Both The New York Times and Variety report that the late Wilson's work will most likely play the Cort, which is the current home of Douglas Carter Beane's The Little Dog Laughed. That comedy will play its final performance at the Cort Feb. 18.
Radio Golf, which is the last play in Wilson's 10-play cycle about the 20th century African-American experience, was completed by the playwright only months before his death in 2005. Wilson's first play in his epic cycle, Ma Rainey's Black Bottom, also played the Cort Theatre, opening there Oct. 11, 1984.
Radio Golf runs through Feb. 18 in the Goodman's Albert Theatre. The Goodman production is produced in association with Yale Repertory Theatre, Center Theatre Group/Mark Taper Forum, Seattle Repertory Theatre, Center Stage, Huntington Theatre Company and McCarter Theatre.
Directed by Kenny Leon, this production premiered in September at Boston's Huntington Theatre Company. Following its run at the Goodman, Radio Golf will play New Jersey's McCarter Theatre (March 18-April 8).

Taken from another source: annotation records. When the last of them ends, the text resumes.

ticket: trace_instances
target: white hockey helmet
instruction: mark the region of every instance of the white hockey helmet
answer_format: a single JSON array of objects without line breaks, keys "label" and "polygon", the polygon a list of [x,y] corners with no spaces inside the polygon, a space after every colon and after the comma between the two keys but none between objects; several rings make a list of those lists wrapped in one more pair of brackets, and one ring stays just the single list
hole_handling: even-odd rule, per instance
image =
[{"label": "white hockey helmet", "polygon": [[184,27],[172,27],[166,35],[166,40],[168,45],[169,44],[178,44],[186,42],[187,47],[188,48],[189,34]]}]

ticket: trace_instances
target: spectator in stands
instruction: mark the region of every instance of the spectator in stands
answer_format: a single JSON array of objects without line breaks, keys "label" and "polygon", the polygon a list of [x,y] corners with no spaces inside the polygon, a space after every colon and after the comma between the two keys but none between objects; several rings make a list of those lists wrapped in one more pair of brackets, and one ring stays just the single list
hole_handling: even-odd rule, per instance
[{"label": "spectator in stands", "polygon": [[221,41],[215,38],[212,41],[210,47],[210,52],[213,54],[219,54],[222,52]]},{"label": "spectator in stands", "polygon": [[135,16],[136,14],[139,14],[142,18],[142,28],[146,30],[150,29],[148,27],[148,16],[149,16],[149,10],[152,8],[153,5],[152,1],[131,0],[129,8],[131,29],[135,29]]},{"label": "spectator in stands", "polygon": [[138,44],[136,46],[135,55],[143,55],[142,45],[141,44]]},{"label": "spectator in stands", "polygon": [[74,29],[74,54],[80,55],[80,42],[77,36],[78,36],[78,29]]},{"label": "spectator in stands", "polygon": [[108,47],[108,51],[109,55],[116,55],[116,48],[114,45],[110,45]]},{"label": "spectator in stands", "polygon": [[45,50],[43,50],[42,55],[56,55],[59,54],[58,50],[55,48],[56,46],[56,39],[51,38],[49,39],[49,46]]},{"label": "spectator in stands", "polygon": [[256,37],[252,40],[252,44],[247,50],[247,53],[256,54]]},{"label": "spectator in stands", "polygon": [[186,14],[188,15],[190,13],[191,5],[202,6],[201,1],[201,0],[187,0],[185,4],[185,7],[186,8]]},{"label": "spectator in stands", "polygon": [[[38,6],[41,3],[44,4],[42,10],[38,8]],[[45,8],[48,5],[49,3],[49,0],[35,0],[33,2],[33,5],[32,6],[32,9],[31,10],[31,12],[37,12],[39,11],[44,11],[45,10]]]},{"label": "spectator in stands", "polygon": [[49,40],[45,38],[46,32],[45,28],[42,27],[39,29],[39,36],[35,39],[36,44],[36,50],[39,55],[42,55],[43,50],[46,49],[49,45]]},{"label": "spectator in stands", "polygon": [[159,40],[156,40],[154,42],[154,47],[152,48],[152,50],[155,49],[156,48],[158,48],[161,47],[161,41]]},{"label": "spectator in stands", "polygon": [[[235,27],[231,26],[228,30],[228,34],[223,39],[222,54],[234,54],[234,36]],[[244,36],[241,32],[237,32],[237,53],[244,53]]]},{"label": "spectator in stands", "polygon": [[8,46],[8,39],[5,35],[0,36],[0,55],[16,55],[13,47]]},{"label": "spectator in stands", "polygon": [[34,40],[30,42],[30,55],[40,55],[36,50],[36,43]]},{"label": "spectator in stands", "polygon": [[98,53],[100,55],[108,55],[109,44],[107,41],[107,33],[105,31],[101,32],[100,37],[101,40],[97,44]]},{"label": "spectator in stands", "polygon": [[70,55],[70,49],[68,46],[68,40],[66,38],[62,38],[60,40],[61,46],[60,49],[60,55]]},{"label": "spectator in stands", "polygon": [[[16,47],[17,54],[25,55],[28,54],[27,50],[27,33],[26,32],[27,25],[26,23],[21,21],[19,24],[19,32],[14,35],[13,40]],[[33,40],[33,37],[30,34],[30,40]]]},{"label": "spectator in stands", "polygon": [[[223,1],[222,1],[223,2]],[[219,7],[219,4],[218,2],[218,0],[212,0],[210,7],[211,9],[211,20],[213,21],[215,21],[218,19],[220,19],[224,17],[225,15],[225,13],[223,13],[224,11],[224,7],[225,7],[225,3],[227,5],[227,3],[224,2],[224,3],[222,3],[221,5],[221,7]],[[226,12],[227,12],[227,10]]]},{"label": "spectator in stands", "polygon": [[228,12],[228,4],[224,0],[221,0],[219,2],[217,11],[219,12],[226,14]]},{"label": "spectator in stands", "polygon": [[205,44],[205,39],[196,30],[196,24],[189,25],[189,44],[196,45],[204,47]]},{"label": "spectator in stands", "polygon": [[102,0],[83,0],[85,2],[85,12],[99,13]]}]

"At the center of Radio Golf," press notes state, "is the ambitious Harmond Wilks, a man with big plans. He is about to break ground on Bedford Hills, a slick new real estate venture designed to revive Pittsburgh's depressed Hill District — and propel him to becoming the city's first black mayor. But first, the government must declare the historic neighborhood blighted, unleashing federal money for the development. All goes according to plan until a mysterious stranger, claiming ownership of Aunt Ester's house at 1839 Wylie Avenue, forces Wilks to reconsider his path to success. Radio Golf completes the playwright's argument that richness of a shared past must not be lost amid the temptations of a glittery present." Variety also speculates that Coram Boy will play the Imperial, recent home of the short-lived musical High Fidelity; and Frost/Nixon will inhabit the Bernard Jacobs Theatre, whose most recent tenant was Martin Short: Fame Becomes Me.